Where to eat in Italy.
Top of my list of places to eat in Italy are the countryside agriturismi, which are working farms with accommodation and/ or a restaurant. (Great places to stay too, if they have rooms!) Here, ingredients are either fresh off the farm itself or from other local farms.
In recent years, many restaurants and agriturismi have also started to be labelled as chilometro zero or Km zero restaurants, putting emphasis on the fact that ingredients used or sold come from local sources. The same term is also being used to describe markets, shops or farms which sell locally produced produce to the public.
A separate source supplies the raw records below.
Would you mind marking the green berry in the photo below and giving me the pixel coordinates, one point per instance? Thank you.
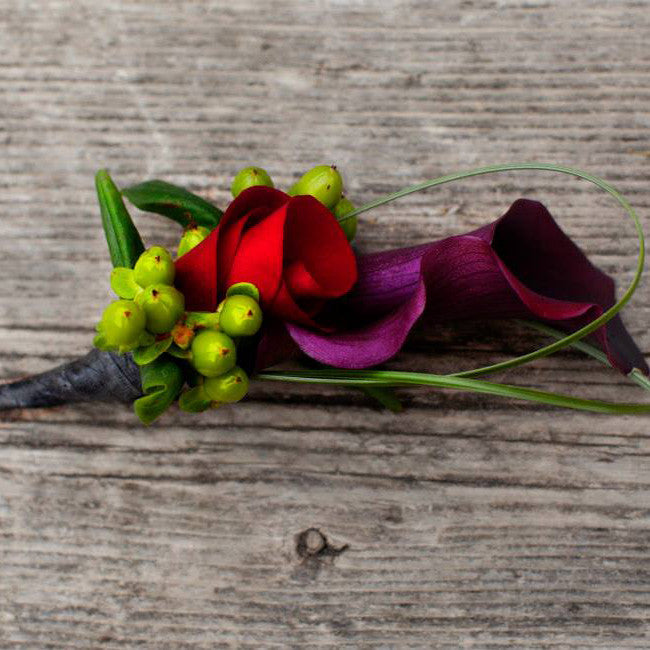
(323, 182)
(349, 226)
(240, 316)
(213, 353)
(154, 266)
(163, 306)
(192, 237)
(122, 324)
(249, 177)
(228, 388)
Il Romitorio, Tuscania, Lazio
A few weeks ago, I was lucky enough to be taken by Italian friends to a Km zero agriturismo in Tuscania, Lazio. This agriturismo, Il Romitorio, is also in the ‘Campagna Amica’ network, a national organization which promotes the sale of locally grown, sustainably produced Italian produce.
Il Romitorio is a family run affair where you can eat really good traditional, regional food made with seasonal fresh ingredients, many from the farm itself! In fact, the menu changes with the season, which I like a lot. After all, if a restaurant uses out of season ingredients, then you have got to be asking yourself where they sourced them.
I had some antipasti, which included the best mozzarella and stracciatella I had ever eaten and a plate of homemade lombrichelli pasta in a traditional Lazio recipe, cacio e pepe, with the addition of zucchini flowers. Everything was perfect!
A family-run restaurant and farm.
At Il Romitorio, they also sell homemade pasta (I bought some!)and other produce. Probably because it is a family-run establishment, the service is warm, friendly and efficient. The family; daughters Ilaria and Oleania, mother Manuela, father Felice and son Patrizio, who all work in the restaurant and/or on the farm, were especially warm and welcoming to me.
When I expressed interest in the homemade lombrichelli pasta I ate (it was my first time eating lombrichelli), they let me into the kitchen to take photos and were happy to answer my questions! The pasta had been made with an ancient durum wheat flour called Senatore Capelli, which nowadays is increasing in popularity because of its nutritional value and the fact that it is only produced organically.
The next time I am in Tuscania, I will definitely be going back for a second helping! If you are ever there, I recommend you do the same. And even if you’re in another part of Italy, look out for these types of agriturismo, especially those with the Km zero or Campagna Amica label. I promise you, you are unlikely to be disappointed.